Senua’s journey begins on the banks of the realm of the dead. And the first contact with this universe is as disturbing as it is unusual.
“Hello who are you?” … whatever. Welcome. You don’t have to fear anything with me. I will continue to talk close to you without warning others. I will tell you the Senua story. A story has already ended, starting again.
Ninja Theory breaks the fourth wall from the first second. This daring choice creates a unique context, even for a video game and ensures a deliberate distortion of the story. The discomfort can be felt with the first stroke of the paddle. Multiple storytellers contribute to the growing feeling of discomfort. Various entities accompany Senua in voice-over and tell her story. These stories, which overlap, emphasize the loss of bearings of the heroine and that of a player who became a voluntary witness to the story. A mysterious storyteller, a connection between life and death and a supposed ally, an inexorable liar named Druth, give the keys to this universe … at least in appearance. And appearances are deceiving. Senua’s flickering mental health takes shape through artifacts, superimposed appearances, and visual persistence. The staging itself is on it and leaves it no delay. A camera of a third person, from the point of view of the player who personifies detachment of himself, approaches, investigates, turns around … and Senua perceives this presence. The viewer then becomes an actor, Senua’s journey … that of the player.
Psychosis leads to loss of contact with reality through visual and audible hallucinations. And Hellblade builds its experience around this fundamental principle.
Senua is not alone in her head. The poor woman is constantly harassed by multiple voices who comment on every movement in real time. These Furies sometimes support the Pictian warrior and sometimes represent this stream of conflicting thoughts that haunts her. What merely causes whispers becomes hearing loss for both the player and the heroine. This cacophony, allegory of its psychotic condition, plays the role of both a precious ally and the worst enemy.
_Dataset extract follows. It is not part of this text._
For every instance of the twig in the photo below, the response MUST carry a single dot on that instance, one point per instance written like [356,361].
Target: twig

These voices are always quick to offend and belittle you, and ensure your survival in the kingdom Hell … reinforce this sense of dizziness through spatialization and contextual relevance of this invective. The repetition of specific lexical fields contributes to the aggressiveness of the form and the acidity of the background …
They are coming. You’re a coward! Go away!
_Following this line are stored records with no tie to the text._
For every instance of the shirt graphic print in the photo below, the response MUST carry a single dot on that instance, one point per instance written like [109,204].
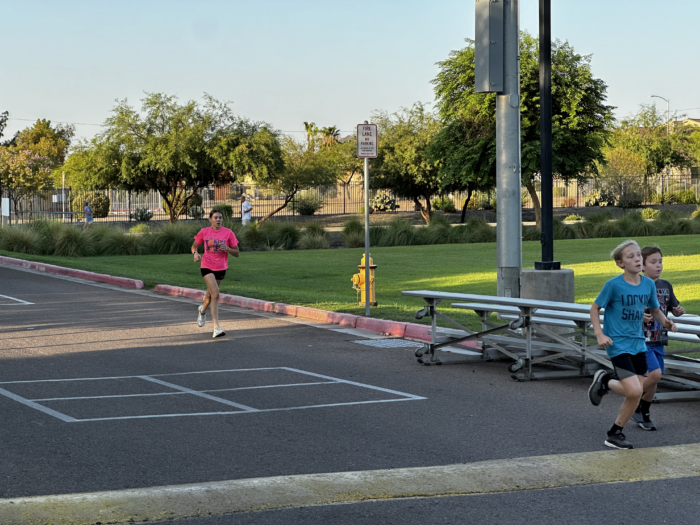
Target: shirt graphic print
[654,333]
[215,242]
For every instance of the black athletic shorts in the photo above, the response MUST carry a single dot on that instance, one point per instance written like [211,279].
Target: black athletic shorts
[219,274]
[628,365]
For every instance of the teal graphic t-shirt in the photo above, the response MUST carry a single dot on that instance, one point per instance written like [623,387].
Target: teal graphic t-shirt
[624,306]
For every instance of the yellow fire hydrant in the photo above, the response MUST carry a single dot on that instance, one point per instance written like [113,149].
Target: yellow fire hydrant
[358,282]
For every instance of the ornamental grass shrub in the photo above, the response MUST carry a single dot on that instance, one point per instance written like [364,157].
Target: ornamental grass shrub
[313,241]
[20,240]
[74,242]
[400,232]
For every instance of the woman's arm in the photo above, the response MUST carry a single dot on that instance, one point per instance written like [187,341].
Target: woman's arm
[194,251]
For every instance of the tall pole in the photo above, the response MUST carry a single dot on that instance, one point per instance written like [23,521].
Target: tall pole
[367,297]
[668,120]
[508,184]
[546,204]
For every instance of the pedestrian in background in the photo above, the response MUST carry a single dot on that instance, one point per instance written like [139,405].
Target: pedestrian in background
[88,215]
[246,209]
These chosen words leave a lasting impression on the mind and lead to positive thinking supported by the encouragement and advice of the same voices.
The song of Valravn. It’s there. No, there! There are two of them. Focus!
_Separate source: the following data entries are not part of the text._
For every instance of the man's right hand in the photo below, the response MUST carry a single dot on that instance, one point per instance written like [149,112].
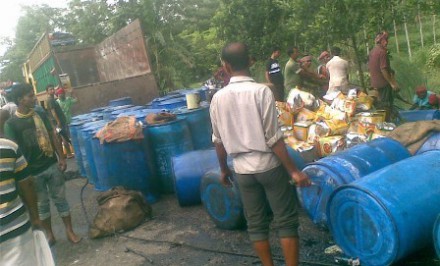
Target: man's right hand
[300,179]
[226,177]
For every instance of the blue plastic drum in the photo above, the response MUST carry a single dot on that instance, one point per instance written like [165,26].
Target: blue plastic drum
[188,170]
[389,213]
[199,123]
[343,168]
[168,140]
[85,138]
[128,165]
[223,204]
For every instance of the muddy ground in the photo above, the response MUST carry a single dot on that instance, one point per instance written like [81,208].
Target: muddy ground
[180,236]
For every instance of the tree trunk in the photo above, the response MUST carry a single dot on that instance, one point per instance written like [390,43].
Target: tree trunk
[407,39]
[433,28]
[395,32]
[420,26]
[367,46]
[358,60]
[395,36]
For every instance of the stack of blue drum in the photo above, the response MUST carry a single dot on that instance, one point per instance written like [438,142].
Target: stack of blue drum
[144,165]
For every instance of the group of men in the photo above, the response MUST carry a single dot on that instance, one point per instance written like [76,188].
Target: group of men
[33,161]
[331,75]
[245,127]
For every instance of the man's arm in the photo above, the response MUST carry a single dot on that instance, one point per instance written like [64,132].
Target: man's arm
[226,174]
[56,142]
[267,77]
[301,179]
[27,193]
[390,78]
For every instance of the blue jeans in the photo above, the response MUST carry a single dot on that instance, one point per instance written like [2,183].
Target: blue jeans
[51,183]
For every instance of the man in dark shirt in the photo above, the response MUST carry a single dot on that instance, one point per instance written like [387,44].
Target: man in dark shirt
[274,75]
[381,75]
[58,118]
[33,133]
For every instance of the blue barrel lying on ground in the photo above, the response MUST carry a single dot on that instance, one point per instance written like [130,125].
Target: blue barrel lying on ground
[121,101]
[168,140]
[140,114]
[199,124]
[344,167]
[107,113]
[436,233]
[390,213]
[172,104]
[223,204]
[188,170]
[432,143]
[85,135]
[115,113]
[419,115]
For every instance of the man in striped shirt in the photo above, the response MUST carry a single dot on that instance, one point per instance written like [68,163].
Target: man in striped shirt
[16,239]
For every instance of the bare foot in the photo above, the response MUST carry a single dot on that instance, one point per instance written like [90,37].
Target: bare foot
[73,237]
[52,241]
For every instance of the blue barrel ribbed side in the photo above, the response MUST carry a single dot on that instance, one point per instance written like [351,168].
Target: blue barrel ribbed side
[199,124]
[432,143]
[73,128]
[436,234]
[223,204]
[389,213]
[168,140]
[344,167]
[419,115]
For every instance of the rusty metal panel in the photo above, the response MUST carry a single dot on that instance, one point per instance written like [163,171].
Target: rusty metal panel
[79,63]
[40,52]
[123,54]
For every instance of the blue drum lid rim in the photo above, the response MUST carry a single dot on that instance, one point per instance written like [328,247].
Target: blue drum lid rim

This significant contradiction expresses the cognitive dissonances of heroin. Senua staggers, and the player with that, one tirade after the other … Neither can escape the voices and collapse under a wealth of sounds and information. No one escapes from their own mind and must decide to fight it.
“The toughest fights are those of the mind” gladly repeated Dillion, Senua’s fiancee. And that can no longer be true in Hellblade, because the British studio materializes this internal conflict through the gameplay.
Building up the levels reflects the mental health of the heroine. The Celtic warrior walks through the forbidden lands of a realm of the dead, ready to do anything to condemn her to wander. This maze of corridors and rooms divides the player’s progress and, by extension, the fragile spirit of Senua. One mystery after another, the latter breaks the ditches that hinder a tortured soul that can tilt in the darkness at any moment.
I am so sorry. The darkness destroys everything. Everyone.
Ninja Theory literally plunges the avatar into the darkness, hiding Senua’s view for a disturbing series. Senua loses control, the player loses control when a deep sense of worthlessness settles for the long term … survival is the thread … the voice of Dillion. In Helheim, Senua struggles to break free and particularly destroys Valravn and Surt guards of Hela’s gate, gods of illusion and giant of fire, respectively. These two entities symbolize two sides of the same coin, in this case the spirit of Senua, torn between his demons, here his psychosis and his love for Dillion. PermaDeath, another illusion of the game, exists here only to increase the sense of need and to make Senua’s spirit coincide with that of the player.
Doing and re-creating Hellblade multiple times would weave an unchanging bond between Senua and the players who defied the Helheim.